How Much Output Do You Get From Solar Panels?

There are three different terms that people may be referring to when they use a term like 'solar panel power output':

  • The wattage or capacity of a solar panel, measured in watts;

  • The energy production of a solar panel over a time period, installed in a specific place (measured in kilowatt-hours kWh);

  • The amount of energy generated by a complete solar panel system, either per day, per month or per year.


 

Let’s look at what each of these measures of solar panel output means and then ask the 'big' question: How much electricity will solar panels produce on my house and how many modules do I need to cover my electricity bill?


 

The amount of electricity produced by a solar panel can vary due to its dependence on three simple important components: its size, the efficiency of the solar cells the panel contains, and the amount of sunlight it absorbs.

 

What is the standard power output (wattage) of individual residential solar panels used in 2020?

Modern solar panels are made from silicon solar cells, either monocrystalline or polycrystalline silicon solar cells. Panel efficiency is higher in monocrystalline solar panels.


 

The power output, or wattage of a panel, at standard test conditions, is generally what people are talking about when they refer to solar panel power output. Standard test conditions are when there is a cell temperature of 25C°, and 1 kilowatt per square meter of solar energy shining on the panel.

In terms of power output it is best to separate solar panels into 60-cell solar panels and 72-cell solar panels.

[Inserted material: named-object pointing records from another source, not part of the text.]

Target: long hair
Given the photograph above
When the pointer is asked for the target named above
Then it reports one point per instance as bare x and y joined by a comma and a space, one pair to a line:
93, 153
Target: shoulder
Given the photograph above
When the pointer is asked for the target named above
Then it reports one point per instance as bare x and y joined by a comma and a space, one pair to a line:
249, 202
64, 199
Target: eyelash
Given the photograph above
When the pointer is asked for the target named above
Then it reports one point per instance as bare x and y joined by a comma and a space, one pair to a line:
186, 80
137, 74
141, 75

60-cell solar panels are typically 1700cm tall by about 900cm wide and they have a power output in standard test conditions between 270 watts to 300 watts, depending on the exact efficiency of the cells in them. Only a few years ago power output of standard 60-cell panels was more like 250 watts, but improvements in technology have improved average panel wattages.

 

72-cell solar modules are physically larger, because they have an extra row of cells, and will typically have a power output of between 350 watts and 400 watts. They are more commonly used for solar farms. Even today, manufacturers are already working on 500-600 watt panels and testing them for future use.

 

Even though the average size of solar panels hasn't changed in decades, their efficiency has improved drastically. When first used in the 1950s, solar cells only converted about 6 percent of the sun's energy into electricity. At that percentage, an array of 60 cells would only produce about 20 watts of electricity.

 

Modern solar cells are capable of absorbing about 20 percent of solar energy. The power rating of each panel is decided by combining cell efficiency with the size of each solar panel. This means that each panel can be rated to produce a certain amount of wattage.

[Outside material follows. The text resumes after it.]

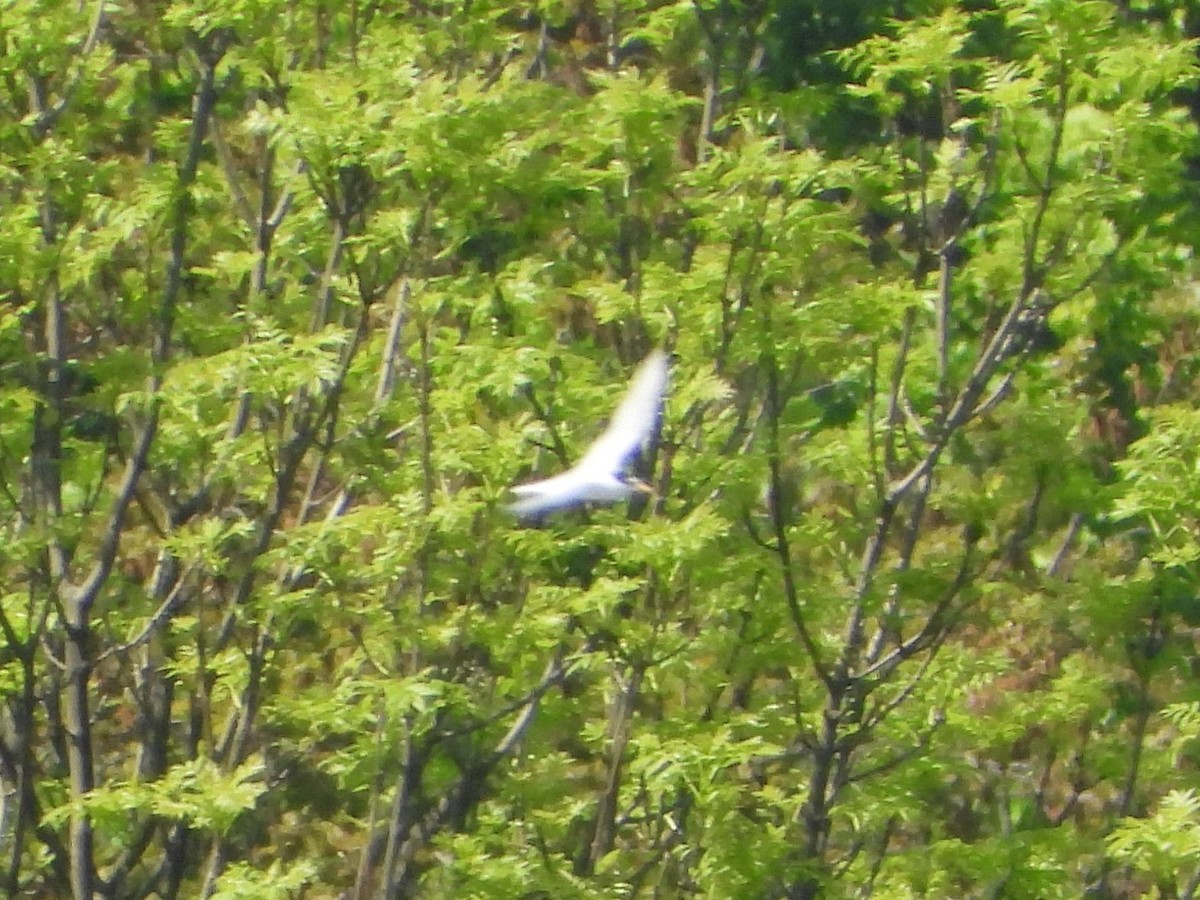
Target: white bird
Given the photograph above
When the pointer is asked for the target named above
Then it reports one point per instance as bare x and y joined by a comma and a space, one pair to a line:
599, 477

How much power does a solar panel produce over a month or a year?

Solar panels are rated based on how much power they produce in ideal sunlight conditions and temperature conditions known as standard test conditions. This is defined as the maximum power rating.

 

The problem is that actual sunlight conditions aren't always at their peak. This means that the amount of electricity your home's solar panels will generate on any given day depends on several environmental factors:

  • The average amount of sunlight your roof might get daily or annually.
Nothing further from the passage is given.